ELLSWORTH, Maine — Thanks to a series of grainy photographs taken the year before, the three men huddled inside a small research submarine in July 1986 had a general sense of what to expect as they slowly descended 12,000 feet to the stern of the Titanic.

But what Ellsworth resident John Salzig witnessed that day as the sub finally reached the shipwreck is still vivid in his mind 26 years later.

“There were portholes intact. It was kind of eerie,” Salzig said. “The lights would reflect off of them … and you would almost expect to see someone looking out.”

Salzig was one of a small group of submarine pilots who accompanied explorer Robert Ballard to the bottom of the ocean in the Alvin, a submersible operated by Salzig’s employer, the Woods Hole Oceanographic Institution, and the U.S. Navy.

One year earlier, Ballard had discovered the location of the ship that sank on April 15, 1912, claiming more than 1,500 lives. He teamed up with Woods Hole and the Navy to fully explore the shipwreck in the Alvin, a 23-foot-long submersible capable of diving more than 14,000 feet below the surface.

Salzig was part of the fourth manned dive on the wreck during the July 1986 mission. But Salzig’s dive team that day — himself, Ballard and one other pilot — was the first to see the stern of the enormous ship since it sank 74 years earlier and to explore part of the huge debris field.

Then a 20-some-year-old mechanical engineer, Salzig was struck by the condition of the items scattered along the ocean floor around and between the two ship sections: a large silver punch bowl still glistening in the lights of the submersible and its remote-controlled camera, brass pots, dinnerware emblazoned with the “Red Star” emblem of the ship’s owner and racks of champagne bottles still corked.

“One of the things that struck me when we approached one of the boilers, which was probably 23 feet tall … was a tea cup resting perfectly on top of it,” Salzig said Friday morning while seated in an Ellsworth coffee house.

And then there was the ship itself, resting in two pieces on the ocean floor.

“That was another thing that made an impression on me: how devastating of a wreck it was and how it broke up,” he recalled. “There were hull plates that were just twisted and torn.”

Salzig said he was glad that there were no human remains left to be seen.

Teams typically spent eight hours in the Alvin: four hours around the shipwreck plus four hours commuting to and from the surface.
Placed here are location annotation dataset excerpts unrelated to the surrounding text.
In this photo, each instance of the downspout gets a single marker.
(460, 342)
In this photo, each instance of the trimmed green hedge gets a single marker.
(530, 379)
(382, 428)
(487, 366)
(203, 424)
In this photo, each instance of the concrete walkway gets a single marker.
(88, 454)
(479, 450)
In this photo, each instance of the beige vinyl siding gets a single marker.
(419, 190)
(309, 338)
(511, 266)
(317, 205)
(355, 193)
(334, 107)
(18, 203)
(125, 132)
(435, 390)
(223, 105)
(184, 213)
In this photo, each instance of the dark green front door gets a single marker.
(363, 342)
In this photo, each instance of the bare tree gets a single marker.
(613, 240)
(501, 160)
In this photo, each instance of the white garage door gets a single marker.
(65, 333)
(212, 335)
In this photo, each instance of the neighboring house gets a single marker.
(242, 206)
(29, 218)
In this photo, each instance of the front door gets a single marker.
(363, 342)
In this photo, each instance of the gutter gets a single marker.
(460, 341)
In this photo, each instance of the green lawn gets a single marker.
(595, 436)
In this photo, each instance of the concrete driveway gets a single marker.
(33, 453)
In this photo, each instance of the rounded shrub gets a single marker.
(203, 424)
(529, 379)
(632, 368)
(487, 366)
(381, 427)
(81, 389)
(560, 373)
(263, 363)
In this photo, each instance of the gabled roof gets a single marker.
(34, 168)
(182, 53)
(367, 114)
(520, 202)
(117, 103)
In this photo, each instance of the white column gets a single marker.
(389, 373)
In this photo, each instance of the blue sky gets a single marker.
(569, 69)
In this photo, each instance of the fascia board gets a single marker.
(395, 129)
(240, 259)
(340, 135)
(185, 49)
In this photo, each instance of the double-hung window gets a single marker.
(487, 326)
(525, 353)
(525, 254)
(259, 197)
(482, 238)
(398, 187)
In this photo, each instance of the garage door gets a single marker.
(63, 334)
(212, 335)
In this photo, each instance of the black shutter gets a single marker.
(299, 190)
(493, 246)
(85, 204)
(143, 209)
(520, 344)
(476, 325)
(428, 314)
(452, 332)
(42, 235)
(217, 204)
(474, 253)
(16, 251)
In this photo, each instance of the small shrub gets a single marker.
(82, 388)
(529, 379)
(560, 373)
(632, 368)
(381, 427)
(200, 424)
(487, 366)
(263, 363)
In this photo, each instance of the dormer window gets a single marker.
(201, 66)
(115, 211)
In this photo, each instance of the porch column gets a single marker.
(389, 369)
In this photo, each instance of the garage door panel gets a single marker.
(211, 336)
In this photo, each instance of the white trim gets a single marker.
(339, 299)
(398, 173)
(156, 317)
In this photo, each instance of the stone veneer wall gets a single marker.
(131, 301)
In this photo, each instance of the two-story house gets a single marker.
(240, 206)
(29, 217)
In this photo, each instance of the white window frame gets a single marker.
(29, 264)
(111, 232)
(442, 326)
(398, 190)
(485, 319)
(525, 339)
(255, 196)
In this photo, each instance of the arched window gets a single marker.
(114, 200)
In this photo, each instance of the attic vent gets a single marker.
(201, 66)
It was a tight squeeze, with Salzig comparing the interior space to that of a 2-door Honda Civic.

It also was potentially dangerous work because shipwrecks such as the Titanic’s are littered with cables, pipes and other items that can snag a submarine. So Woods Hole and the Alvin crew experimented with a much smaller, remote-controlled vehicle — known as Jason Jr. — to take pictures of the ship and its interior. Some of the pictures of debris taken by Salzig were later published in National Geographic’s series on the 1986 mission.

Salzig worked for 15 years off and on at the Woods Hole Oceanographic Institution in Massachusetts in various capacities before moving to Maine, his wife’s home state. He now works as a carpenter, a lifelong interest of his.

While involved in a few other wreck-related projects, the vast majority of Salzig’s work and that of the institution focused on scientific research of the ocean. And oceanic science remains Salzig’s primary interest, although he acknowledges that it was exciting to be part of such an historic mission.

“It was eerie because of the intact portholes and seeing something that no one had seen for over 70 years,” he said. “Here was this mythical ship that I learned about when I was 8 years old.”

 
The Alvin, a 23-foot-long submersible capable of diving more than 14,000 feet below the surface, was operated by the Woods Hole Oceanographic Institution and the U.S. Navy to fully explore the Titanic shipwreck in 1986.